If the windscreen on your vehicle is chipped or cracked, you don't want to put off having it repaired or replaced. Not only could you get a citation for a broken windscreen, but this could actually be compromising your safety, as the windscreen is meant to keep you in the cab if you're involved in a collision. A damaged windscreen may shatter if you were to fly forward and hit it during a collision; not only could this broken glass cause injury, but this could also mean being tossed out of the car during that accident! If your vehicle's windscreen is damaged, note some questions you might have about its repair or replacement, so you can determine the best choice for addressing this problem.
How long does a repair or replacement take?

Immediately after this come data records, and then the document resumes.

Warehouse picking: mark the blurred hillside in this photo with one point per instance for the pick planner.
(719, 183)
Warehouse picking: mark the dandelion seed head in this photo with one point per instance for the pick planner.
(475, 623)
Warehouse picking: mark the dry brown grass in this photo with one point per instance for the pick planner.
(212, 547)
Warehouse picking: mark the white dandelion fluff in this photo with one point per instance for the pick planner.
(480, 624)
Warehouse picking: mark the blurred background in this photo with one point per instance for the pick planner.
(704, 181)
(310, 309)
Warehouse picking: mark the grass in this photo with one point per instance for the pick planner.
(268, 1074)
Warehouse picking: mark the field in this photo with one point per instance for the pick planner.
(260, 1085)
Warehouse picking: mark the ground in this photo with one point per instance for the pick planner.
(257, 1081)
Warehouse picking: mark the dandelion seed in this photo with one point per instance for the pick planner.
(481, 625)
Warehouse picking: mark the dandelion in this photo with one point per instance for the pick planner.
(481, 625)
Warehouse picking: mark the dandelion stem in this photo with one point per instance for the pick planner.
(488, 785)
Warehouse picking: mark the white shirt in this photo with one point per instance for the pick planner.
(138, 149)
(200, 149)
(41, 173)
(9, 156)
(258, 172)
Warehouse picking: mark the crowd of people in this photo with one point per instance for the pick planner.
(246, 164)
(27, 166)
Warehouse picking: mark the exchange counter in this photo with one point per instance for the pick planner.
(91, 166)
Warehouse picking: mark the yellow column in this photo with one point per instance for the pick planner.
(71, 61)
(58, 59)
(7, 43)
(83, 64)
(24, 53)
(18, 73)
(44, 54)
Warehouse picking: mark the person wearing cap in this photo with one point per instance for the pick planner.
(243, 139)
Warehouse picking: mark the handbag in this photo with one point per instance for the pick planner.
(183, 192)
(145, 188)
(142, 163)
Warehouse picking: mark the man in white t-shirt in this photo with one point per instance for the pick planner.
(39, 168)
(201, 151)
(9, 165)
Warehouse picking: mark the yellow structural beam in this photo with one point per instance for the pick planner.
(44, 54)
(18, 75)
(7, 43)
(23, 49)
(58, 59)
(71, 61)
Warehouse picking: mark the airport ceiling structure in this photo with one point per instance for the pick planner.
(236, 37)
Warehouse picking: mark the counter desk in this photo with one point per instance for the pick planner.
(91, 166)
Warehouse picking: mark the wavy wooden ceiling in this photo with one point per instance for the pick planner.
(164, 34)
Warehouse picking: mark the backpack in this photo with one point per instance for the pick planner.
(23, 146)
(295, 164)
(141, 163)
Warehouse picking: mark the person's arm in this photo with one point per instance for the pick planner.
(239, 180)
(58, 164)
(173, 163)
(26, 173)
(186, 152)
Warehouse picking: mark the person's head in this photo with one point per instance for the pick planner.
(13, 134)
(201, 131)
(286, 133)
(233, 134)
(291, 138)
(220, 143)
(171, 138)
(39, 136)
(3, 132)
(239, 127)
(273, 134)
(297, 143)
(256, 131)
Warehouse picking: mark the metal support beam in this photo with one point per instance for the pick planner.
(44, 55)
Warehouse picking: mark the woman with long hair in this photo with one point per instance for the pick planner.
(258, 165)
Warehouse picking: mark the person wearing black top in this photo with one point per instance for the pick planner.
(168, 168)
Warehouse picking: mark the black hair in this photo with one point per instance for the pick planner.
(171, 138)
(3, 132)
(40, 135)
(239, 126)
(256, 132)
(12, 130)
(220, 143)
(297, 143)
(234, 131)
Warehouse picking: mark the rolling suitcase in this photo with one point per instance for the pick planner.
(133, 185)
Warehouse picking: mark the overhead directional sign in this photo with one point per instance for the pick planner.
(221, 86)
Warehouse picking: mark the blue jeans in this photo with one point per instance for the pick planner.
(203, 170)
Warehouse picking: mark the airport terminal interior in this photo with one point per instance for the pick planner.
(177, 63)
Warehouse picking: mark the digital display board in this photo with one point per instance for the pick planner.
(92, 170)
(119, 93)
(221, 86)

Of course, the time to repair or replace your glass will vary according to the extent of the damage. Most companies can do auto glass repairs very quickly, and may only need a few hours to remove an old windscreen and replace it with a new one.
However, this doesn't necessarily mean that you can drive your car again once the repair is done, as the resin and adhesives used for this work may need time to dry or cure. This time will also vary according to the work done, so ask your repair tech how long your car should sit after the work is done and before you drive it again.

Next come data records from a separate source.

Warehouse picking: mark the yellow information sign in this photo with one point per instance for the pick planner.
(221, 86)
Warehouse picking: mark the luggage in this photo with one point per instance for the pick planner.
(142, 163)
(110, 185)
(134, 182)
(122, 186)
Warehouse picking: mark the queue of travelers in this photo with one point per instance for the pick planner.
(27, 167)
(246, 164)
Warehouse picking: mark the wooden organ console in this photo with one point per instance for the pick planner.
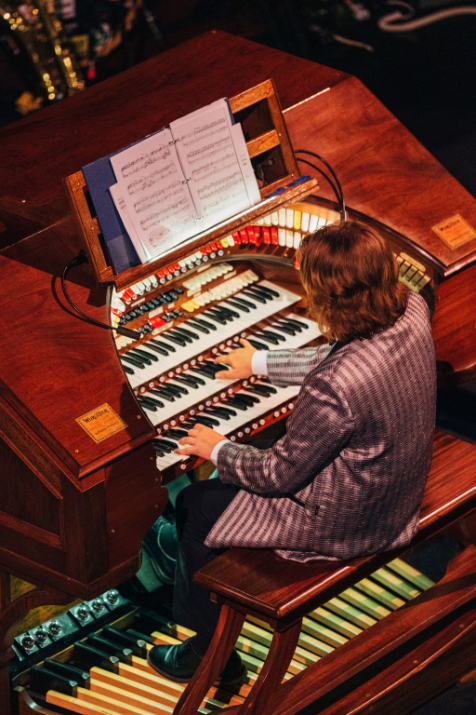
(76, 503)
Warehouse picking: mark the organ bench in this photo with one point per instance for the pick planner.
(73, 512)
(403, 660)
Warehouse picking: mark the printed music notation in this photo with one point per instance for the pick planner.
(183, 180)
(206, 148)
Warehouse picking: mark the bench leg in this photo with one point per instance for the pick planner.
(226, 634)
(279, 657)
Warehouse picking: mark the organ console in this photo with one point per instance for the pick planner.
(89, 421)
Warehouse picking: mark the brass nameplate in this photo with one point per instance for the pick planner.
(454, 231)
(101, 423)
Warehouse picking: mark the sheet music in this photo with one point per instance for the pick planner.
(205, 145)
(155, 193)
(120, 205)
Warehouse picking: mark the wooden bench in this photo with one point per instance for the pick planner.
(392, 667)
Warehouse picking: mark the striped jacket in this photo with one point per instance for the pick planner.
(349, 474)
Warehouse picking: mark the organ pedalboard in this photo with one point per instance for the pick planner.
(201, 307)
(92, 659)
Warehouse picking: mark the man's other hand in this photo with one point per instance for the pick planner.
(200, 440)
(239, 361)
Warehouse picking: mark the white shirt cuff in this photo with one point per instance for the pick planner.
(258, 362)
(216, 449)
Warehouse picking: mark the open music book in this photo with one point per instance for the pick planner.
(172, 185)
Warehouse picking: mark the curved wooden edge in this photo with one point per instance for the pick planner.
(421, 674)
(27, 706)
(226, 634)
(456, 588)
(275, 666)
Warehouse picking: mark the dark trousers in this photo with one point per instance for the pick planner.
(197, 509)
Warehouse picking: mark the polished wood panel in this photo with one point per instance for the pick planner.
(281, 592)
(386, 174)
(275, 589)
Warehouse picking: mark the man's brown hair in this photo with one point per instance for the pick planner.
(351, 279)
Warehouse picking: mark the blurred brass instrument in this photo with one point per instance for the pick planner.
(36, 38)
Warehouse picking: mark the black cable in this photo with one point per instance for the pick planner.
(334, 187)
(78, 261)
(320, 158)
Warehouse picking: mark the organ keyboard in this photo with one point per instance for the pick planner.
(74, 508)
(98, 663)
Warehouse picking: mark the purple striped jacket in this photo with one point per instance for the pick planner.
(348, 477)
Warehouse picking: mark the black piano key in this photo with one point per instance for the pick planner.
(237, 305)
(262, 389)
(227, 410)
(287, 329)
(205, 371)
(236, 403)
(198, 327)
(172, 389)
(140, 357)
(137, 645)
(157, 402)
(144, 353)
(218, 412)
(203, 323)
(82, 678)
(267, 338)
(42, 680)
(216, 367)
(228, 311)
(124, 654)
(297, 323)
(177, 433)
(179, 335)
(87, 657)
(132, 361)
(256, 296)
(265, 289)
(163, 393)
(216, 317)
(207, 421)
(247, 398)
(179, 389)
(165, 443)
(174, 339)
(245, 303)
(151, 400)
(187, 381)
(256, 344)
(160, 347)
(277, 336)
(147, 405)
(188, 333)
(198, 379)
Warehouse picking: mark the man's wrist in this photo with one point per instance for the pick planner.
(216, 449)
(259, 364)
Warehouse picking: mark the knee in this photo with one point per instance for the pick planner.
(188, 505)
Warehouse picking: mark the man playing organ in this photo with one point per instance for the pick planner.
(347, 478)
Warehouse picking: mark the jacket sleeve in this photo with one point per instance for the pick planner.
(290, 367)
(317, 431)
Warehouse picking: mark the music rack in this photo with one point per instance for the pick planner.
(267, 140)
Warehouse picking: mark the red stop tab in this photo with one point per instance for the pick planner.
(251, 234)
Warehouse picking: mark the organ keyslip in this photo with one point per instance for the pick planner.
(73, 509)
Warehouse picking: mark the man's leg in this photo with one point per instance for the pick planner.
(198, 508)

Can a replacement be done with recycled glass?
If you're very eco-conscious, you may want an installer to use recycled glass. When windscreen glass is manufactured, reclaimed glass can often be added to this process and reused, but this doesn't mean you can just use a sheet of recycled glass on your vehicle. Windscreen glass needs to be toughened, and it also needs to fit the frame of the car's body exactly. In some cases, you may be able to use a pre-owned windscreen, but only your glass installer can tell you if this would be a safe option for your car.
Do repair techs always come to you?
Most auto glass repair and replacement companies will come to your location, but note that it might be best if the work is done indoors if it's raining, snowing, so windy that it might blow debris into the area being worked on, and the like. An installer can tell you if bringing the car to them would be a better choice to protect their repair work.